Il est, il faut le dire, fortement aidé dans sa tâche par l’irrésistible Olga Peretyatko, héroïne mutine dont le timbre de vif-argent fait merveille dans ce répertoire, et dont le chic et le chien sont le complément rêvé d’une agilité sans failles. Elle assure sans peine la succession d’Annick Massis en 2004 et de l’infortunée Elizabeth Futral, prisonnière de la production aberrante de 1996, confirmant l’arrivée en force des artistes de l’Est dans un festival de Pesaro dont les piliers venaient jadis des Etats-Unis. Dans un rôle où il peut laisser libre cours à ses dons comiques, Juan Diego Florez triomphe évidemment, et l’on ne pourra pas ici lui reprocher les gestes stéréotypés auxquels il a trop souvent recours pour les personnages sérieux.

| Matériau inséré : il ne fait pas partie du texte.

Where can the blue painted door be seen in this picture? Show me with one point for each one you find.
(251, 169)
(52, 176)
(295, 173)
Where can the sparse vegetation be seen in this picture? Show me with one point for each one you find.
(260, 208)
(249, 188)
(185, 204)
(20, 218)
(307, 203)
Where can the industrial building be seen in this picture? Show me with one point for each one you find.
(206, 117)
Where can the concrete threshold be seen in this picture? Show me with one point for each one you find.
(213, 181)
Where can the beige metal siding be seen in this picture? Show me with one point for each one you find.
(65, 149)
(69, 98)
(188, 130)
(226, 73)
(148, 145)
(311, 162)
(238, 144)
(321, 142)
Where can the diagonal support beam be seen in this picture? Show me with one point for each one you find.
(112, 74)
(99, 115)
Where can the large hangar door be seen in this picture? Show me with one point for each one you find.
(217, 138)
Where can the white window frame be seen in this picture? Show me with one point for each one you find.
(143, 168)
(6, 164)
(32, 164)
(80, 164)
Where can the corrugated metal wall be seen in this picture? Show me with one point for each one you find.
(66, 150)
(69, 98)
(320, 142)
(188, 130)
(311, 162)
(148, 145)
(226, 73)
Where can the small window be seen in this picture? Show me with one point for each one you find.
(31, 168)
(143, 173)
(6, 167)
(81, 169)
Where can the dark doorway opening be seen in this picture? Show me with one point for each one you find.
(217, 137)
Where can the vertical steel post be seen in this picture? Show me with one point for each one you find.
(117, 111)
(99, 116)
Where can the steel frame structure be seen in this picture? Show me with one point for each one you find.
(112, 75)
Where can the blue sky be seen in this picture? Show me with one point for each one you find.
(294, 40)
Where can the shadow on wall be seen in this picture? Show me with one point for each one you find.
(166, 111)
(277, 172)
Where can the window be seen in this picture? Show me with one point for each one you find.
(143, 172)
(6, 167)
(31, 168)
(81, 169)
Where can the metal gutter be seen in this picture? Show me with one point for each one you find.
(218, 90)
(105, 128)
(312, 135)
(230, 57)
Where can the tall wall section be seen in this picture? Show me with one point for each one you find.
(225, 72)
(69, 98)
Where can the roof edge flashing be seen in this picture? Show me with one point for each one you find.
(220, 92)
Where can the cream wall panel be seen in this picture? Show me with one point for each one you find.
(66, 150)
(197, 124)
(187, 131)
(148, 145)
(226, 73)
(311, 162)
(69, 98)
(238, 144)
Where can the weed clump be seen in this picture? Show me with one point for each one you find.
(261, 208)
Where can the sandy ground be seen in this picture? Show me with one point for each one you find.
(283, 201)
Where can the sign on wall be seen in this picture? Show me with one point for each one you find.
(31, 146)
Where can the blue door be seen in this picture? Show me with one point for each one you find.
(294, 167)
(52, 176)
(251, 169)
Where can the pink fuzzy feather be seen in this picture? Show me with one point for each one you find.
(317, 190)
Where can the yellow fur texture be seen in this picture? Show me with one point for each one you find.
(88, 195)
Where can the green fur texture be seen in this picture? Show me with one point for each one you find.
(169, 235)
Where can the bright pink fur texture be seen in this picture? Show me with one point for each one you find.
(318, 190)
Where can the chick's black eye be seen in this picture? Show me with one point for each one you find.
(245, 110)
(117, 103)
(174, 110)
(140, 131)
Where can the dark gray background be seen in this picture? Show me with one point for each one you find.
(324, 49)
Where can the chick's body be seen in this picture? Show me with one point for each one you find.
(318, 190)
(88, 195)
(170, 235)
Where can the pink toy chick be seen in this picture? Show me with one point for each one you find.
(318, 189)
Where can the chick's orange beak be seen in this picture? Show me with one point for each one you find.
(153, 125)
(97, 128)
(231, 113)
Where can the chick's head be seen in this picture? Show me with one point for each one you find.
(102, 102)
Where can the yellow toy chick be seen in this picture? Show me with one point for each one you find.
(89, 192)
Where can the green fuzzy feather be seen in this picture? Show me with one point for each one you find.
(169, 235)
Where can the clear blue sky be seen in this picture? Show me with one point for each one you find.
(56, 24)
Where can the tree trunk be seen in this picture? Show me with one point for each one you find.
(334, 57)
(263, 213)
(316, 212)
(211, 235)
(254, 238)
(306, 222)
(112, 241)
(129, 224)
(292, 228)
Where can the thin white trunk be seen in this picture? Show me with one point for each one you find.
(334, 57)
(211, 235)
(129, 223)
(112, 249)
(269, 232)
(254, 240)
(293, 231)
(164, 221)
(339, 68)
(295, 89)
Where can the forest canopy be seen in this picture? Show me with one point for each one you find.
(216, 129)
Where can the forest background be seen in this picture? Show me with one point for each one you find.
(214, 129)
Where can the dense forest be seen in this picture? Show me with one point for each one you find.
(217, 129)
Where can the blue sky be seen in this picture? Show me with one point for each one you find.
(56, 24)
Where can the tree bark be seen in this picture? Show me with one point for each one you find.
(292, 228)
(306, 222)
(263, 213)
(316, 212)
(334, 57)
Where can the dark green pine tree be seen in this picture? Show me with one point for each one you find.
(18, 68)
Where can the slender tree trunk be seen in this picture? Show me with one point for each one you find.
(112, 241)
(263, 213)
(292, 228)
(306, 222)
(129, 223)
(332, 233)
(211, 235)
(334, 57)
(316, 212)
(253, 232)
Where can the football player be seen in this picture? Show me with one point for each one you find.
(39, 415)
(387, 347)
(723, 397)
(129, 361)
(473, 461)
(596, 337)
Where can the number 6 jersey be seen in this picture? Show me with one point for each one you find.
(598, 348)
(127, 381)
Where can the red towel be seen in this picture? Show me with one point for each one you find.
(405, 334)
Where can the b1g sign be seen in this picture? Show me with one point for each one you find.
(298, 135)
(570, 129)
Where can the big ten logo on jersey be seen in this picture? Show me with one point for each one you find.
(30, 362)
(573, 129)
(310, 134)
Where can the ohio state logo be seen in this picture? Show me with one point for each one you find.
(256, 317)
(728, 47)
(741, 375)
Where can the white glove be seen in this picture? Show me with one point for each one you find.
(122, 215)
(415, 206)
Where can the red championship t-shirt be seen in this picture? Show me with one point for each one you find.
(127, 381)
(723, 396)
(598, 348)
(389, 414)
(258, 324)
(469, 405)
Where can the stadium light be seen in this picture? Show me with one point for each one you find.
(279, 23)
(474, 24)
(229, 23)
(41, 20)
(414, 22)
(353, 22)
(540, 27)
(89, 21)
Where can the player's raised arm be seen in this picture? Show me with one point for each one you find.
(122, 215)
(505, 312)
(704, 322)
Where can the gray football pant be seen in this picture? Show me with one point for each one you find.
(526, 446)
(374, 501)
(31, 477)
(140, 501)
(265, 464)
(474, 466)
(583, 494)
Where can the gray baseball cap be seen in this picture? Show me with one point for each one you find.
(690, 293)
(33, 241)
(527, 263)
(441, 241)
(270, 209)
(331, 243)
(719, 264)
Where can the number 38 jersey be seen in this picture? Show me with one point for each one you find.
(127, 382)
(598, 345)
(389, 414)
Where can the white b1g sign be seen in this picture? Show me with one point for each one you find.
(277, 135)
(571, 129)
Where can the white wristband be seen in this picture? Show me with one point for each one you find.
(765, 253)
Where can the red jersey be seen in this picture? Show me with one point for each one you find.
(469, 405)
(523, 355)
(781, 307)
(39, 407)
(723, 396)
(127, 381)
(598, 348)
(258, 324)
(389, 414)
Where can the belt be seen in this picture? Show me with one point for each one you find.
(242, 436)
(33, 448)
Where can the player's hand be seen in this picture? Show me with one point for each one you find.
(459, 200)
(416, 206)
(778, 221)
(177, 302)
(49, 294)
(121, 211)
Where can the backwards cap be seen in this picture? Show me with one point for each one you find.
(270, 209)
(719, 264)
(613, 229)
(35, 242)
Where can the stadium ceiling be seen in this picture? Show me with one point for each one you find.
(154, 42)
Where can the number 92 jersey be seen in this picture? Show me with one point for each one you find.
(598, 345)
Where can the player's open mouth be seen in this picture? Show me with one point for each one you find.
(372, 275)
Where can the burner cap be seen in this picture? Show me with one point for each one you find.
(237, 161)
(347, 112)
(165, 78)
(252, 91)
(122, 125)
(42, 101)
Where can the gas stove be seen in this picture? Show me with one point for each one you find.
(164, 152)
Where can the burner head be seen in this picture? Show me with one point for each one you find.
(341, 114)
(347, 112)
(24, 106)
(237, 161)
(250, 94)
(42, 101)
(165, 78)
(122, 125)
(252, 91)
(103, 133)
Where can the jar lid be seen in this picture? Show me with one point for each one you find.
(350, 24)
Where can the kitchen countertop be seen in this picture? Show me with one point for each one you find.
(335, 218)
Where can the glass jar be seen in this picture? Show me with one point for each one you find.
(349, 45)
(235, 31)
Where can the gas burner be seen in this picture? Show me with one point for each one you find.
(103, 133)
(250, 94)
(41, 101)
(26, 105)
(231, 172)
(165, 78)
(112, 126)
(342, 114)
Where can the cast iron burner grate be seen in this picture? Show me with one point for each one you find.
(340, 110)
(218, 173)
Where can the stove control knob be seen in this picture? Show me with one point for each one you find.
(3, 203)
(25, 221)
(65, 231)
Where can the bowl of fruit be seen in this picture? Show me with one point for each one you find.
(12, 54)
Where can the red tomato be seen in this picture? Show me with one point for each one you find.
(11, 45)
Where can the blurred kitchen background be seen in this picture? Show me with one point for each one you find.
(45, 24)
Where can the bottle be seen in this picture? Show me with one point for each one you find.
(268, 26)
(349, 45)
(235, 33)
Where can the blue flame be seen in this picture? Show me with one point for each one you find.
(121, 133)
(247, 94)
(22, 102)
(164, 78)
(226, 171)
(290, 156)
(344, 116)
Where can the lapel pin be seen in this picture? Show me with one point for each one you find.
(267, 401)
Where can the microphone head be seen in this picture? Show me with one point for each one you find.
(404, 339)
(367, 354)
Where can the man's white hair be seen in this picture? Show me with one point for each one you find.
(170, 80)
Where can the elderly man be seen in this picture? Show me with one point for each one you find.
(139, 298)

Son Corradino chante divinement et fait rire par le désarroi où le plonge un amour imprévu. Très amusante se révèle la comtesse de Chiara Chialli, juste assez caricaturale pour ne pas déparer dans cet ensemble. Paolo Bordogna se livre à des facéties plus convenues mais se situe, par bonheur, vocalement bien au-dessus de ce qu’un Bruno Pratico aurait pu faire dans le même rôle de comique napolitain. Nicola Alaimo est un médecin fort bien chantant, et Anna Goryachova en travesti fait entendre une magnifique voix grave, à laquelle les micros permettent d’être parfaitement audible sur toute la tessiture. Ce qui frappe surtout, dans cet opéra, c’est la rareté des airs en solo, auquel Rossini a substitué une multitude de duos, trios et ensembles, d’où une richesse sonore exceptionnelle. Michele Mariotti est le maître d’œuvre idéal pour ce genre de résurrection, et il sait conserver l’élan d’une partition d’une durée quasi wagnérienne, avec un premier acte de plus de deux heures !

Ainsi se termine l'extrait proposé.